"It profits me but little that a vigilant authority always protects the tranquillity of my pleasures and constantly averts all dangers from my path, without my care or concern, if this same authority is the absolute master of my liberty and my life."

--Alexis de Tocqueville, Democracy in America

Monday, January 30, 2012

I Call B.S.

Joe Biden is quoted in this article saying that he advised President Obama not to launch the mission that killed Osama bin Laden:


Vice President Joe Biden confessed this weekend that he advised President Obama not to launch the mission that ultimately killed Osama bin Laden last spring.

During remarks at a Democratic congressional retreat this weekend, Biden explained that when it came time to make the final decision, he had some lingering uncertainties about whether the 9/11 mastermind was in the suspected compound in Pakistan.

When the president asked his top advisers for their final opinion on the mission, all of them were hesitant, except for the former CIA director, now Defense Secretary Leon Panetta, Biden said.

“Every single person in that room hedged their bet except Leon Panetta. Leon said go. Everyone else said, 49, 51,” Biden said, as he offered the unsolicited details of the decision-making process.

“He got to me. He said, ‘Joe, what do you think?’ And I said, ‘You know, I didn’t know we had so many economists around the table.’ I said, ‘We owe the man a direct answer. Mr. President, my suggestion is, don’t go. We have to do two more things to see if he’s there,’” Biden recalled.

While the vice president did not explain what those two more things were, the next morning the president gave National Security Adviser Tom Donilon the “go” to launch the SEAL raid of the compound.

“He knew what was at stake, not just the lives of those brave warriors, but literally the presidency,” Biden said.
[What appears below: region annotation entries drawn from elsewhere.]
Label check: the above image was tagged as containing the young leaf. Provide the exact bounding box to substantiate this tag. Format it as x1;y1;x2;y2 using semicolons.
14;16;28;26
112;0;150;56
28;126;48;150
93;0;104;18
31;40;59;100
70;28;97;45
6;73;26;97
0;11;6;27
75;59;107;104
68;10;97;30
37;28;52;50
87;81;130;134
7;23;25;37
I call bulllshit on this.   As I've noted before, any President, faced with the same facts, would have authorized the mission to get Osama bin Laden.   In fact, practically any reasonably well-informed citizen would have made the same decision.   It wasn't a hard call; it wasn't heroic; it was simply a decision that happened to fall to Obama.   This is all just a story that the Democrats are trying to hype to convince the public that Obama has been a strong President on foreign policy, when the truth is that he has retreated from Afghanistan, retreated from Iraq, allowed Iran to get closer to nuclear weapons, affronted our best allies (Israel and the UK), and generally made a hash of foreign policy.   Are we stronger today than we were four years ago, or weaker?   It's an easy question.